Lenfest gave $500,000 to the National Museum of American Jewish History and $650,000 to the American Friends of the Israel Museum in Jerusalem.

===Philadelphia Inquirer and journalistic nonprofits===
Lenfest believed strongly that journalism, including local journalism, is indispensable to democracy. In April 2012, Lenfest and a consortium of others, including Lewis Katz and George E. Norcross III, purchased Philadelphia Media Network (PMN), the holding company that owned The Philadelphia Inquirer, the Philadelphia Daily News, and the newspapers' joint website, Philly.com. Lenfest said that he acquired the newspapers not as an investment, but to serve to public good.
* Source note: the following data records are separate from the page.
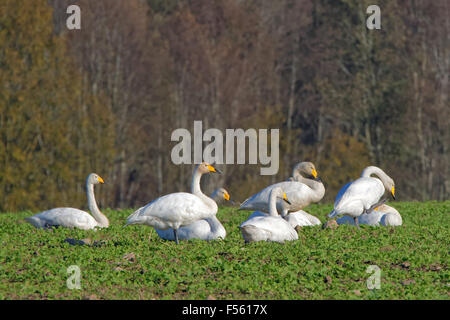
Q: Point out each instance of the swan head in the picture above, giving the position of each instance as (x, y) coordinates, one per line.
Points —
(220, 194)
(207, 168)
(390, 186)
(94, 178)
(306, 168)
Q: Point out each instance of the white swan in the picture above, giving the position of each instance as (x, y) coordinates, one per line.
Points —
(71, 217)
(300, 193)
(271, 227)
(383, 215)
(363, 194)
(178, 209)
(206, 229)
(302, 219)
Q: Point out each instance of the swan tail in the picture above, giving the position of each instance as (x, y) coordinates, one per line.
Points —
(38, 223)
(332, 214)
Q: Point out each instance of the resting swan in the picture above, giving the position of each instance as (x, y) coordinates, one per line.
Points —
(71, 217)
(271, 227)
(300, 193)
(363, 194)
(302, 219)
(383, 215)
(178, 209)
(206, 229)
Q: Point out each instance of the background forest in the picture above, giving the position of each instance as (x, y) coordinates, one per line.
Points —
(106, 98)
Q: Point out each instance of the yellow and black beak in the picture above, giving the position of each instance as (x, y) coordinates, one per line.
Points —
(212, 169)
(285, 198)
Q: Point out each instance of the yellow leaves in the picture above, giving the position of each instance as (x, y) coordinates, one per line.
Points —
(46, 145)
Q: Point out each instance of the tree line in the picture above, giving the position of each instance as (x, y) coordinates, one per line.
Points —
(106, 98)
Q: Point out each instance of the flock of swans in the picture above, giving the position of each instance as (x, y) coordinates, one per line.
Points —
(278, 208)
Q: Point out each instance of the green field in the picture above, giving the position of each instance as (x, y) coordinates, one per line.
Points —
(322, 264)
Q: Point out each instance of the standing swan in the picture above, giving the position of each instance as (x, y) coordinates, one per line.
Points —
(300, 192)
(270, 227)
(206, 229)
(178, 209)
(363, 194)
(71, 217)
The ownership group soon feuded among themselves, with Lenfest and Katz falling out with Norcross. In October 2013, Inquirer publisher Robert J. Hall fired the newspaper's top editor, Bill Marimow, prompting a public furor. Katz and Lenfest sued in the Philadelphia Court of Common Pleas, seeking Marimow's reinstatement as editor, and arguing that the attempted firing violated the ownership agreement; Norcross countersued. In November 2013, the court ordered Marimow's reinstatement.
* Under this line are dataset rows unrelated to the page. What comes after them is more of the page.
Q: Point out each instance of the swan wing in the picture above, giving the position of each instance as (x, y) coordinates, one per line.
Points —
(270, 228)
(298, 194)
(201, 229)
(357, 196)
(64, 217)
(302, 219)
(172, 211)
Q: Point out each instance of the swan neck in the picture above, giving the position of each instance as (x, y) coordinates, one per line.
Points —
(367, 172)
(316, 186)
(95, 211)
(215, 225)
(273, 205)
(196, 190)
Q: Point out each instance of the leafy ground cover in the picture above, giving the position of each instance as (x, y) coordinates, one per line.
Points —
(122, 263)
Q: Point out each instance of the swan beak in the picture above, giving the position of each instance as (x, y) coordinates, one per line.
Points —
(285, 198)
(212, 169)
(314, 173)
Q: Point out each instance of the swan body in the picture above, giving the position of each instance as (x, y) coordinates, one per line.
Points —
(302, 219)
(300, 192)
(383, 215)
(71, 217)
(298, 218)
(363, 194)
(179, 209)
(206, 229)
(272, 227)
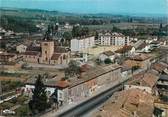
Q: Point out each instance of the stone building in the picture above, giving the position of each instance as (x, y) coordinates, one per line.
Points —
(47, 53)
(75, 89)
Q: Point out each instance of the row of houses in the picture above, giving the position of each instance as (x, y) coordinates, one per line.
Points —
(116, 39)
(107, 39)
(84, 86)
(141, 95)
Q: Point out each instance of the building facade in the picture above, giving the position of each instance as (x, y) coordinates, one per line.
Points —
(80, 44)
(116, 39)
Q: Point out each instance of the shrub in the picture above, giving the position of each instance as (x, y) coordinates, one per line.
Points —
(107, 61)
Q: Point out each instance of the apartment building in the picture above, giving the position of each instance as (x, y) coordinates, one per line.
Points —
(79, 44)
(116, 39)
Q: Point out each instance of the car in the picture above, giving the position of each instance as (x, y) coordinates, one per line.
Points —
(7, 111)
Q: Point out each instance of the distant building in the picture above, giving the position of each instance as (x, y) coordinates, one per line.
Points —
(107, 54)
(7, 57)
(116, 39)
(141, 60)
(80, 44)
(126, 51)
(47, 54)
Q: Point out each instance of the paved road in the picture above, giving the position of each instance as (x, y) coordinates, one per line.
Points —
(83, 108)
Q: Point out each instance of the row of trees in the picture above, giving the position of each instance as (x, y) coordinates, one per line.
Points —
(18, 24)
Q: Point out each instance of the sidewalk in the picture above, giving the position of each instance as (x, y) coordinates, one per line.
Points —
(65, 108)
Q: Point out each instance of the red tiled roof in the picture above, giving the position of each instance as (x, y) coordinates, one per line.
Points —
(159, 67)
(124, 49)
(108, 53)
(85, 68)
(32, 53)
(140, 57)
(9, 55)
(62, 84)
(60, 49)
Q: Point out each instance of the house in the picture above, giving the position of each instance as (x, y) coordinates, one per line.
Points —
(114, 38)
(47, 53)
(160, 67)
(126, 51)
(140, 60)
(128, 103)
(162, 85)
(155, 44)
(126, 72)
(107, 54)
(85, 85)
(80, 44)
(143, 81)
(7, 57)
(21, 48)
(144, 47)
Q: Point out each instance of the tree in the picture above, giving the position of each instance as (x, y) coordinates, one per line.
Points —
(67, 36)
(54, 97)
(73, 69)
(39, 101)
(107, 61)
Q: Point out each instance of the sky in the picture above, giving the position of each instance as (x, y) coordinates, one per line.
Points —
(94, 6)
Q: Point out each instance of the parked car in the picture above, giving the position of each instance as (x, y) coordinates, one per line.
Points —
(8, 112)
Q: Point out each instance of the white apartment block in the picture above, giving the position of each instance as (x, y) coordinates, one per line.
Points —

In April 2014, amid continued disputes among the company's owners, a judge of the Delaware Court of Chancery ordered the dissolution of Interstate General Media (the ownership group's Delaware LLC, which owned PNM), and the sale of PNM at a private auction among the current owners. At the court-ordered auction the following month, Lenfest and Katz purchased PNM, outbidding fellow minority owners Norcross and Joseph Buckelew. Lenfest and Katz made the purchase for $88 million, resolving the feud. After Katz died in a plane crash shortly after the sale, Lenfest purchased Katz's share from Katz's son. Lenfest thus became chairman and sole owner of the Inquirer, Daily News, and Philly.com.

In 2016, Lenfest donated PMN to a newly created nonprofit, the Institute for Journalism in New Media, formed at Lenfest's behest by the nonprofit The Philadelphia Foundation, to ensure that the two newspapers would continue to operate to serve Philadelphia. Lenfest also gave $20 million to endow the nonprofit journalism institute, which owns the newspapers and website but has no editorial or managerial control over them. The complex transaction made the Inquirer the largest U.S. newspaper under nonprofit ownership. The Institute for Journalism in New Media was renamed the Lenfest Institute for Journalism in 2017. In addition to supporting the Inquirer, the institute gave $7.5 million in grants to various press organizations, including WHYY. Upon his death, the Lenfest estate gave an additional $50 million to the Lenfest Institute for Journalism.

===Other contributions===
The Lenfests donated approximately $6.3 million to the Abington Health Foundation, mostly given toward the building of the five-story Lenfest Pavilion addition to Abington Memorial Hospital in Abington Township in Montgomery County, Pennsylvania; the project was completed in 2005. The Lenfests also contributed $5 million to the Foundation Fighting Blindness and $1 million to the Einstein Medical Center Philadelphia.

==Awards and honors==
Lenfest was elected to membership in the American Philosophical Society in 2004. Gerry and Marguerite were honored with The Philadelphia Award in 2009, and with the Carnegie Medal of Philanthropy in 2017. Columbia University awarded him an honorary LL.D. in 2019. Temple University awarded him an honorary doctorate in 2002, and awarded him its Russell H. Conwell Award in 2003. Temple's Fox School of Business honored him with its Musser Award for Excellence in Leadership in 2006. He was named to the Philanthropy Roundtable's Almanac of American Philanthropy Hall of Fame.

==Personal life and death==
Lenfest married his wife Marguerite in 1955. They had three children. They lived in a modest home in the Philadelphia suburb of Huntingdon Valley, which the couple purchased for $35,000 (equal to $ today, despite actual real estate prices being much higher in 2025) in 1966, and also maintained a home in Philadelphia's Rittenhouse Square.

Lenfest was a Protestant.

Lenfest died on August 5, 2018, aged 88, in Philadelphia.